Implications for Treating beta thalassemia
Hamza and his team also examined a mouse model of beta thalassemia, which is estimated to affect 10 million people worldwide. The disease is characterized by an accumulation of excess free heme that is not integrated into hemoglobin, and the researchers theorized that reducing the activity of the HRG1 gene could limit the accumulation of toxic free heme and mitigate symptoms. They tested the idea by deleting one copy of the HRG1 gene in the beta thalassemia animal model and found there were measurable improvements in red blood cell production and anemia.
“This work reveals a previously unrecognized intercellular heme-transfer pathway that helps sustain red blood cell production under stress,” said Mark T. Gladwin, MD, Dean of the University of Maryland School of Medicine. "The implications extend to a wide spectrum of blood disorders—including sickle cell disease and beta thalassemia—where heme imbalance drives inflammation, oxidative stress, and organ damage. Identifying HRG1 as a regulator of heme availability opens exciting therapeutic possibilities for conditions in which the body struggles to maintain healthy red cell production.”

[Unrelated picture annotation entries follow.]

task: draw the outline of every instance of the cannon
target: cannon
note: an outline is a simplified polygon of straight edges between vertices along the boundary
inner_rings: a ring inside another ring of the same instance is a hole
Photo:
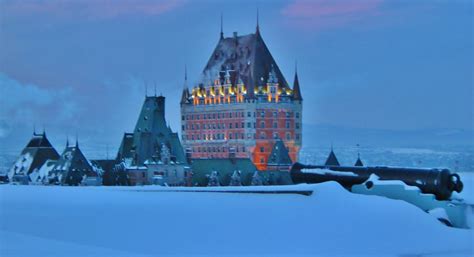
[[[297,162],[290,170],[291,179],[295,184],[335,181],[348,190],[354,185],[366,182],[371,174],[378,176],[379,180],[400,180],[407,185],[416,186],[422,193],[435,195],[437,200],[448,200],[453,191],[460,193],[463,189],[459,175],[448,169],[325,166]],[[368,182],[366,186],[370,187],[371,183]]]

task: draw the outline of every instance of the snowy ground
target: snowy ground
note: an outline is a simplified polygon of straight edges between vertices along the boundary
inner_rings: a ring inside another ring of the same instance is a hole
[[[474,255],[474,230],[403,201],[335,183],[284,188],[314,194],[3,185],[0,256]]]

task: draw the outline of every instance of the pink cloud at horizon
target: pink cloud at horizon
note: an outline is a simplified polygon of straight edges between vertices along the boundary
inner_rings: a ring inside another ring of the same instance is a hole
[[[321,29],[380,15],[382,4],[383,0],[294,0],[281,13],[289,25]]]
[[[46,14],[61,17],[108,19],[118,16],[156,16],[175,10],[186,0],[42,0],[3,1],[2,11],[10,15]]]

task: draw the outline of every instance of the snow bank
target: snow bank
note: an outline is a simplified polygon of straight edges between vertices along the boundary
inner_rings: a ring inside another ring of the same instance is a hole
[[[473,254],[474,230],[448,228],[406,202],[352,194],[334,182],[227,187],[262,188],[314,193],[0,186],[0,256]]]

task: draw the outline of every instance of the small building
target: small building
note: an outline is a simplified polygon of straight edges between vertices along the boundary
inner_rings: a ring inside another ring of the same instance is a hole
[[[216,176],[220,186],[229,186],[235,172],[242,186],[293,184],[288,171],[259,171],[250,158],[193,159],[191,169],[194,186],[208,186],[210,178]],[[255,184],[255,177],[261,183]]]
[[[339,164],[339,161],[337,160],[336,154],[334,153],[332,147],[331,147],[331,152],[329,153],[328,158],[326,159],[326,162],[324,163],[326,166],[341,166]]]
[[[101,174],[79,148],[76,140],[74,146],[66,143],[66,148],[59,160],[49,172],[49,182],[70,186],[98,186],[102,185]]]
[[[362,160],[360,159],[360,154],[357,154],[357,161],[354,164],[354,166],[359,166],[359,167],[364,166],[364,163],[362,163]]]
[[[28,142],[18,159],[8,172],[8,179],[13,183],[29,184],[30,175],[38,172],[48,160],[58,160],[59,154],[49,142],[46,132],[33,132],[33,138]],[[37,180],[36,174],[33,175]]]

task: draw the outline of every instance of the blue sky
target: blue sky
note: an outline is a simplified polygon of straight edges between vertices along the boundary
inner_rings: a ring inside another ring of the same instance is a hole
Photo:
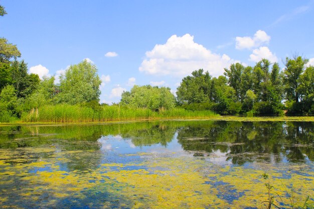
[[[119,101],[134,84],[175,91],[193,70],[217,76],[234,62],[253,65],[266,58],[283,67],[297,53],[314,64],[313,1],[0,4],[8,13],[0,37],[17,45],[30,72],[58,74],[88,58],[103,80],[101,102]]]

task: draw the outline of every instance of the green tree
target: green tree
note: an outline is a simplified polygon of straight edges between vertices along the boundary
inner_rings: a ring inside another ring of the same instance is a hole
[[[37,74],[27,73],[27,64],[24,60],[15,60],[12,64],[12,84],[17,91],[18,97],[25,98],[34,90],[40,80]]]
[[[304,71],[308,60],[300,56],[294,59],[286,58],[284,70],[284,81],[285,84],[286,99],[289,101],[299,102],[299,95],[298,88],[300,85],[300,77]]]
[[[212,79],[213,101],[216,104],[213,110],[221,114],[237,114],[241,110],[241,103],[237,102],[234,89],[227,85],[227,78],[220,76]]]
[[[244,96],[244,97],[245,97],[245,95],[246,94],[246,92],[247,92],[247,91],[252,89],[252,71],[253,68],[252,68],[252,67],[247,66],[244,69],[243,72],[241,75],[241,95],[242,95],[242,96]],[[245,99],[245,98],[244,99]]]
[[[192,76],[182,79],[177,89],[177,99],[180,104],[209,102],[211,100],[211,76],[203,69],[194,71]]]
[[[54,90],[54,81],[55,77],[53,76],[44,77],[36,89],[26,98],[25,109],[28,111],[43,105],[51,104]]]
[[[3,16],[5,15],[7,15],[7,12],[5,10],[5,8],[2,6],[0,5],[0,16]]]
[[[224,74],[228,78],[228,83],[235,91],[237,102],[242,101],[243,96],[241,90],[242,74],[244,66],[240,63],[233,64],[229,69],[225,68]]]
[[[7,85],[12,83],[12,68],[10,63],[0,62],[0,91]]]
[[[101,81],[97,72],[96,66],[86,60],[70,66],[60,77],[61,92],[55,101],[69,104],[99,101]]]
[[[173,108],[175,105],[175,96],[169,88],[149,85],[134,85],[130,92],[122,93],[120,104],[135,108],[162,110]]]
[[[8,63],[12,58],[21,57],[17,45],[10,44],[4,38],[0,38],[0,62]]]
[[[297,92],[303,100],[314,101],[314,66],[306,68],[300,77],[300,85]]]
[[[17,115],[18,97],[12,85],[3,88],[0,93],[0,122],[10,122]]]

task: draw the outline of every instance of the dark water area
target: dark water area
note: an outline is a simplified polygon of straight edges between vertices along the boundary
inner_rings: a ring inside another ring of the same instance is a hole
[[[0,126],[0,207],[289,208],[313,165],[310,122]]]

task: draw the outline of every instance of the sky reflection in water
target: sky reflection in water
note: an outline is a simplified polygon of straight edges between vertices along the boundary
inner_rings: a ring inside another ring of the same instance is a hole
[[[211,121],[2,126],[0,207],[261,208],[264,172],[283,200],[283,185],[295,199],[313,200],[313,128]]]

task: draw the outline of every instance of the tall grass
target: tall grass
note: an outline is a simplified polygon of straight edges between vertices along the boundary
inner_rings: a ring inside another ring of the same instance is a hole
[[[160,112],[148,109],[131,108],[117,105],[99,109],[81,105],[46,105],[24,114],[23,122],[90,122],[159,119],[208,118],[217,115],[210,111],[191,111],[174,108]]]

“We hope to elucidate how heme is transported, trafficked, and inserted into proteins,” Hamza said. “This will require developing methods to finally ‘see’ heme inside individual cells.”
Further down the road, he aims to search for new drug targets that could regulate and fine-tune how much HRG1 is expressed, potentially providing a new tool for treating beta thalassemia and other inherited genetic blood disorders, as well as anemia.
Hamza conducted the study with his Research Assistant Gia Haemmerle in the Department of Animal and Avian Sciences and his University of Maryland School of Medicine colleagues Audrey Belot, Xiaojing Yuan, Satoru Otsuru, and Amaury Maros, as well as UMD Animal Science graduate students Andrew Rock and Sohini Dutt. David Bodine, Chief of the Genetics and Molecular Biology Branch and Head of the Hematopoiesis Section at the National Human Genome Research Institute, also co-authored the study.
This story was adapted from the original press release posted on the University of Maryland School of Medicine Website.